The Motor Vehicle Property Tax (IPVA) is a mandatory annual tax for owners of motor vehicles, such as cars, motorcycles, and trucks, in Brazil. It is a state tax that aims to raise funds for states and municipalities, financing essential public services such as infrastructure (roads and streets), education, health and safety.
Everyone who circulates in cars that are mandatorily registered and licensed in the State Traffic Departments (Detran) must pay the tax.
Each state of the Union determines the amount to be charged in the IPVA, and all charge a percentage of the total price of the vehicles. For passenger cars, for example, the most common is that the tax costs between 2% and 4% of the price of the model, depending on the region. For this reason, the cheaper the car, the lower the tax.

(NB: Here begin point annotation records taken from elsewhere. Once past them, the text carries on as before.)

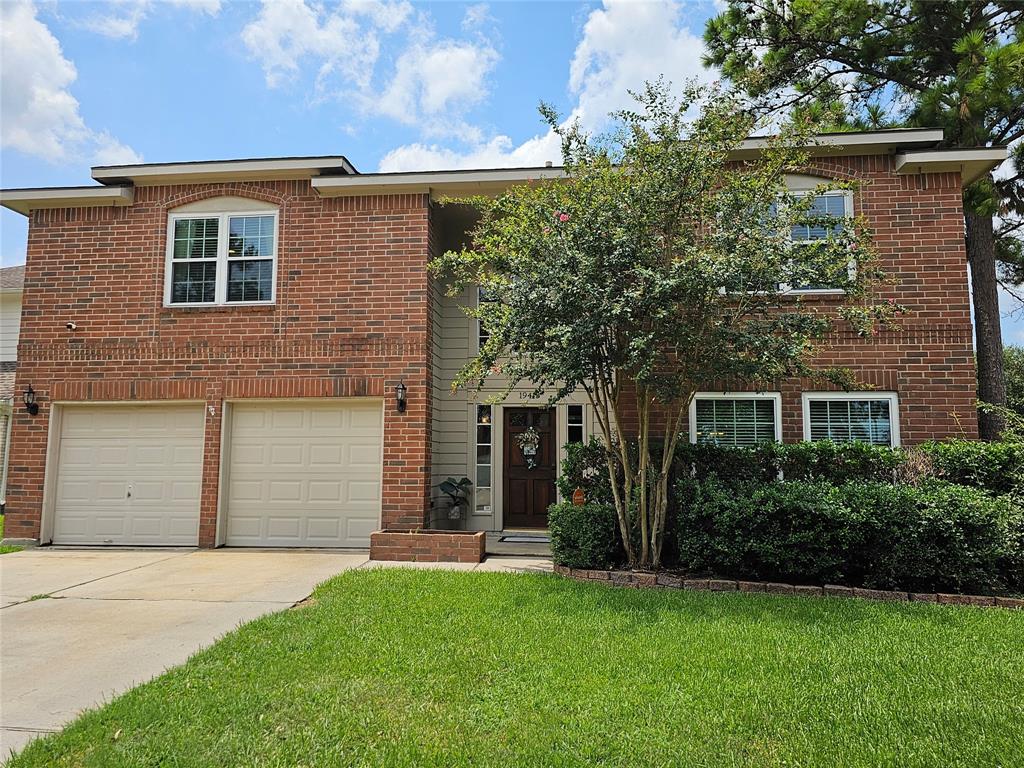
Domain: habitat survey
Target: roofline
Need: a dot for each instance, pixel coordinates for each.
(245, 169)
(972, 164)
(26, 200)
(435, 183)
(853, 142)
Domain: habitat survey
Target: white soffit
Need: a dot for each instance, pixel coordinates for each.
(220, 170)
(435, 183)
(972, 164)
(24, 201)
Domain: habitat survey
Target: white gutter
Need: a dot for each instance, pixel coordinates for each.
(217, 170)
(24, 201)
(971, 164)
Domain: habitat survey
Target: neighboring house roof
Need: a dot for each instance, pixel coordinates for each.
(12, 278)
(916, 151)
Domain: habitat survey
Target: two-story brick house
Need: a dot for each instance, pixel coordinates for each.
(253, 353)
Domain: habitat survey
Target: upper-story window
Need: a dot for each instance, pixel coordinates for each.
(826, 215)
(221, 258)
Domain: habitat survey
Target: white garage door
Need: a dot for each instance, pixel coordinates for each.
(129, 474)
(304, 474)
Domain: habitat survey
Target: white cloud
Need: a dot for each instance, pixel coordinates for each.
(125, 15)
(498, 153)
(433, 81)
(40, 115)
(343, 42)
(624, 44)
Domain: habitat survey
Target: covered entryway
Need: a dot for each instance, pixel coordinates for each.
(128, 474)
(529, 466)
(304, 474)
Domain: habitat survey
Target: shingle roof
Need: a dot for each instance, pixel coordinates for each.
(12, 278)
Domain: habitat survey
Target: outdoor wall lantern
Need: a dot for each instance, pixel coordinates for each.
(29, 398)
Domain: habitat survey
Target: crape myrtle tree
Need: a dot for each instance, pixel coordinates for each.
(957, 65)
(657, 265)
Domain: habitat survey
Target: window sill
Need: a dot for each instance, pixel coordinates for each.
(263, 306)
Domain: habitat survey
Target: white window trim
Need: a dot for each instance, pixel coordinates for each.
(220, 289)
(892, 397)
(851, 267)
(775, 397)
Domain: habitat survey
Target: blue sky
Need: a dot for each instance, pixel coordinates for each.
(390, 84)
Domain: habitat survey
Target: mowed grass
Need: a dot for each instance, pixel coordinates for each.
(6, 549)
(415, 668)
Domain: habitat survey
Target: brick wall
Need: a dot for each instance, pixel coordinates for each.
(428, 546)
(350, 320)
(352, 317)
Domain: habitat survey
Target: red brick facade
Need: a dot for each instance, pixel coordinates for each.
(352, 316)
(428, 546)
(350, 320)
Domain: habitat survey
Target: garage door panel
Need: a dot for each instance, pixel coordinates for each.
(155, 451)
(292, 467)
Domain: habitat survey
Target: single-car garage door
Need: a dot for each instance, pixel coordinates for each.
(129, 474)
(304, 474)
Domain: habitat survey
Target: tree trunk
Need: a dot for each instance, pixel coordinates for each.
(988, 335)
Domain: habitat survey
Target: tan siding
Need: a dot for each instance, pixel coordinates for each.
(10, 321)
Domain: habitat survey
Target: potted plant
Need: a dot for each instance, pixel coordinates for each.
(458, 494)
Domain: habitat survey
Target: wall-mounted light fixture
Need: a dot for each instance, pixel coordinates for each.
(399, 396)
(29, 398)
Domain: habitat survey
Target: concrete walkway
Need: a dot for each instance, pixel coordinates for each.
(78, 627)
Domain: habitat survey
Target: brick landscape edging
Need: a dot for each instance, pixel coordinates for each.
(428, 546)
(671, 581)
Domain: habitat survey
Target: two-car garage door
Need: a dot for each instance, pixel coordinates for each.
(296, 474)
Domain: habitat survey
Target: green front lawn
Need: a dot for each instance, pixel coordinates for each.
(407, 668)
(6, 548)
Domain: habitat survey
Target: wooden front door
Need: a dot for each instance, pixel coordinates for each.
(529, 478)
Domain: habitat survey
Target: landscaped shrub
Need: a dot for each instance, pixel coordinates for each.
(791, 530)
(835, 462)
(938, 537)
(995, 467)
(731, 465)
(585, 467)
(585, 536)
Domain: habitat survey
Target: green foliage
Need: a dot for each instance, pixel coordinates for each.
(457, 491)
(586, 467)
(1013, 367)
(777, 531)
(610, 282)
(995, 467)
(835, 462)
(584, 537)
(939, 537)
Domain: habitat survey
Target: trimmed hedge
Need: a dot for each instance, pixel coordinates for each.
(938, 538)
(584, 537)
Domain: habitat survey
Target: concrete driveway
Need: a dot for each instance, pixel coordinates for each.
(113, 619)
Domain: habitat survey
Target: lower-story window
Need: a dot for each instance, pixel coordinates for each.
(736, 420)
(852, 417)
(484, 462)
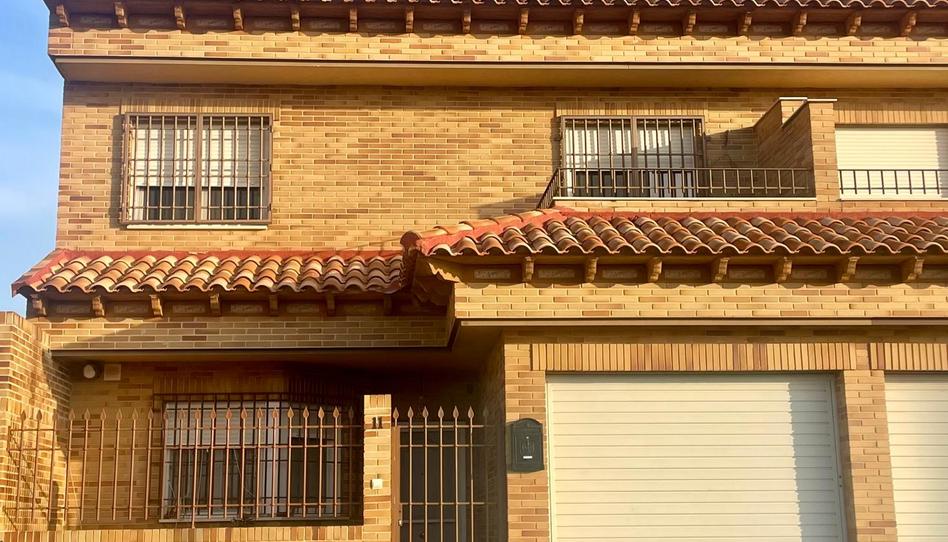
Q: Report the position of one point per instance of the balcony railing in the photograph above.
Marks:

The other expenses when maintaining a car are also concerns of the citizen. In accordance with the statement that the value of the IPVA impacts the purchase decision, the director of Strada Jeep, Strada Ram and Leapmotor Strada of the Carbel Group, Miguel Albino, points to the other costs embedded in the model.
“It’s not just the price of the car that weighs in the decision, but the total cost of ownership, which includes taxes, insurance, maintenance and fuel consumption. Vehicles with a higher market value tend to generate a higher IPVA, which can lead the customer to opt for more affordable models, different versions or even postpone the purchase”, he highlights.
States exempt some types of vehicles from paying the tax. Currently, by federal obligation, all vehicles over 20 years old are exempt from paying IPVA. However, some states exempt models that are more than 10 or 15 years old. Motorcycles have also entered this quota, being exempt if they have small engines — usually smaller than 200 cm³.
For cars, the most widespread way to escape the IPVA is to buy an electric one. Some states highlight certain models in the category as a way of encouraging the adhesion of these vehicles that, theoretically, are environmentally friendly.
Everything varies according to the location. In Bahia, for example, electric cars that cost up to R$ 300 thousand do not pay the tax. In Minas Gerais, the law is much more specific, and new hybrid, electric, natural gas or ethanol vehicles are exempt, as long as they are manufactured in the state.
Martinelli advises that another way to pay a lower value is by negotiating the price of the car with dealerships.
In the case of used cars, the shopkeeper pays the taxes on the model and still has the expenses of occupying it on site. Bargaining for a discount on the total value of the car, to exempt the buyer’s pocket and also the dealer’s (since, with the sale of the car, he will no longer have to maintain it), is a good thing for both.
The best periods for this negotiation usually come at the beginning of the year, when the tax starts to be charged and stores have high expenses with it.
For new cars, the strategy is reversed. The IPVA of a brand new car is proportional to the month of purchase, registration and licensing. That is, when buying a brand new car in December, the buyer will pay only 1/12th of the fee. But it is worth remembering that the following month, the tax will come with a full amount.
Marcelo Rohlfs, head of the Automotive Division of the Bamaq Group, warns with a fundamental tip: beware of dishonest sellers who promise that “knack” when registering the vehicle.
“And the tip I give to consumers is to be aware of the risks involved in buying from other states, without actually being residents of them. Dealers in these states that have such benefits usually offer ‘facilities’ to license the car with a reduction or exemption from the IPVA when they are not officially residents,” he points out.
To license a car at the local DMV, one of the requirements is to reside in the state. Otherwise, the citizen can legally respond for administrative and tax fraud.